Figures 1 to 5 show a first embodiment of the present invention, and Figure 1 is a diagram showing a 31-gradation pattern that can be realized with 7 4 x 4 tricks according to the present invention. FIG. 2 is a perspective view showing the outline of the recording system used in the first embodiment, FIG.
The figure shows the dot pattern when recording with the 4 normal heads in Figure 3, Figure 5 shows the recording pattern when one pixel is displayed in a 4 x 4 matrix, Figures 6 and 7 The figure relates to the second embodiment of the present invention, and is shown in Fig. 6 (E'').
is an explanatory diagram showing how two thermal heads are arranged in a line (-density 5), and the same figure (b) is the same figure (
Fig. 7 (a) is a side view of Fig. 7 (a) showing the recording pattern transferred and recorded by the first thermal head in Fig. 6, and Fig. 7 (b) is a side view of the case where the recording pattern is further transferred and recorded by the second one normal head. Figure 8 shows the recording pattern of J[
) is a diagram showing a pattern for gradation recording. 1. concentration. 12...Remal head 2...Heating resistance element 3...Recording paper 4...

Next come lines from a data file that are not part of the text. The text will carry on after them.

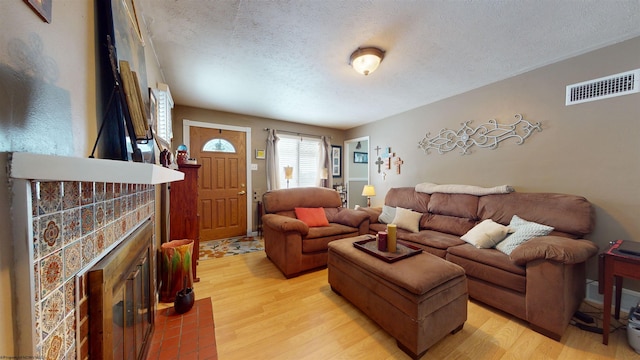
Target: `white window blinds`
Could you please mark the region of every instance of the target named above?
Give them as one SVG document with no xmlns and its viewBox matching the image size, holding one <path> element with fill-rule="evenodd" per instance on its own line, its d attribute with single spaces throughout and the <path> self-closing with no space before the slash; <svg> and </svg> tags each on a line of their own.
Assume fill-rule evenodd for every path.
<svg viewBox="0 0 640 360">
<path fill-rule="evenodd" d="M 317 186 L 320 163 L 320 139 L 278 134 L 280 188 L 287 187 L 285 166 L 293 167 L 289 187 Z"/>
</svg>

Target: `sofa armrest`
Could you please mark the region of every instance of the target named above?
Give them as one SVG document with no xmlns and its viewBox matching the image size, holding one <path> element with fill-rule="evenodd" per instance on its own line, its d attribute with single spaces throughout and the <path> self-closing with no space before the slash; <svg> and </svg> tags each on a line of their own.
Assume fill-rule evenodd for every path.
<svg viewBox="0 0 640 360">
<path fill-rule="evenodd" d="M 309 233 L 309 226 L 307 226 L 307 224 L 305 224 L 301 220 L 284 215 L 262 215 L 262 224 L 281 232 L 299 232 L 302 237 L 307 236 L 307 234 Z"/>
<path fill-rule="evenodd" d="M 365 212 L 348 208 L 339 208 L 338 213 L 333 216 L 331 222 L 357 228 L 366 220 L 369 220 L 369 215 Z"/>
<path fill-rule="evenodd" d="M 517 265 L 544 259 L 563 264 L 579 264 L 598 253 L 598 246 L 586 239 L 562 236 L 541 236 L 519 245 L 511 253 Z"/>
<path fill-rule="evenodd" d="M 358 208 L 358 211 L 364 211 L 365 213 L 367 213 L 367 215 L 369 215 L 369 223 L 370 224 L 375 224 L 378 221 L 378 217 L 380 216 L 380 214 L 382 214 L 382 208 L 381 207 L 361 207 Z"/>
</svg>

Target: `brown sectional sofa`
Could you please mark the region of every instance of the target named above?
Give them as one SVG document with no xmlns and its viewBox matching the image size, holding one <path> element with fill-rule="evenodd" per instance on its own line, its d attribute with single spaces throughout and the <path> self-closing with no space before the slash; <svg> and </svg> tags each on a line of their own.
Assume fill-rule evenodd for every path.
<svg viewBox="0 0 640 360">
<path fill-rule="evenodd" d="M 369 232 L 369 216 L 342 207 L 340 194 L 321 187 L 280 189 L 263 197 L 262 227 L 267 257 L 291 278 L 327 265 L 327 244 Z M 329 226 L 309 227 L 295 208 L 324 208 Z"/>
<path fill-rule="evenodd" d="M 462 266 L 471 298 L 529 322 L 550 338 L 562 337 L 585 296 L 585 261 L 598 252 L 583 239 L 595 223 L 585 198 L 518 192 L 430 195 L 406 187 L 391 189 L 385 205 L 422 213 L 419 232 L 398 229 L 398 239 Z M 382 208 L 360 211 L 369 214 L 371 233 L 386 228 L 378 221 Z M 516 247 L 511 255 L 460 239 L 482 220 L 509 225 L 513 215 L 554 230 Z"/>
</svg>

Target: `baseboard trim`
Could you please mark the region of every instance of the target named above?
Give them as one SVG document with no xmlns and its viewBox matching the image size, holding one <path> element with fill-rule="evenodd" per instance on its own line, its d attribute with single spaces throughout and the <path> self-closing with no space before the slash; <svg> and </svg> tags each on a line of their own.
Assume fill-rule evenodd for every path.
<svg viewBox="0 0 640 360">
<path fill-rule="evenodd" d="M 615 290 L 615 286 L 614 286 Z M 615 294 L 615 291 L 614 291 Z M 587 280 L 587 295 L 586 300 L 592 303 L 602 305 L 604 303 L 604 296 L 598 293 L 598 282 L 594 280 Z M 613 300 L 612 300 L 613 301 Z M 629 309 L 636 306 L 640 301 L 640 292 L 622 288 L 622 301 L 620 302 L 620 311 L 629 312 Z M 615 303 L 611 304 L 613 308 Z"/>
</svg>

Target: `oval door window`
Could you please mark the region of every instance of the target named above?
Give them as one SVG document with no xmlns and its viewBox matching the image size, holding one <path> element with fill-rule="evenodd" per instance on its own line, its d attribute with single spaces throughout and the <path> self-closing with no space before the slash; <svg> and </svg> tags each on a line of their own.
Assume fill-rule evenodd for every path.
<svg viewBox="0 0 640 360">
<path fill-rule="evenodd" d="M 236 148 L 225 139 L 211 139 L 202 147 L 202 151 L 235 153 Z"/>
</svg>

Ink sheet 13...Brain opening - Figure 1

Claims (1)

[Claims] In an area gradation recording method in which the number of colored elements in a matrix consisting of n×m elements is recorded in correspondence with the density of each pixel, gradation is recorded by the area of the colored part according to the density. . An area gradation recording method, characterized in that the number of gradation levels can be increased by forming colored portions shifted by approximately 1/2 of the pitch between elements in the horizontal direction of the matrix.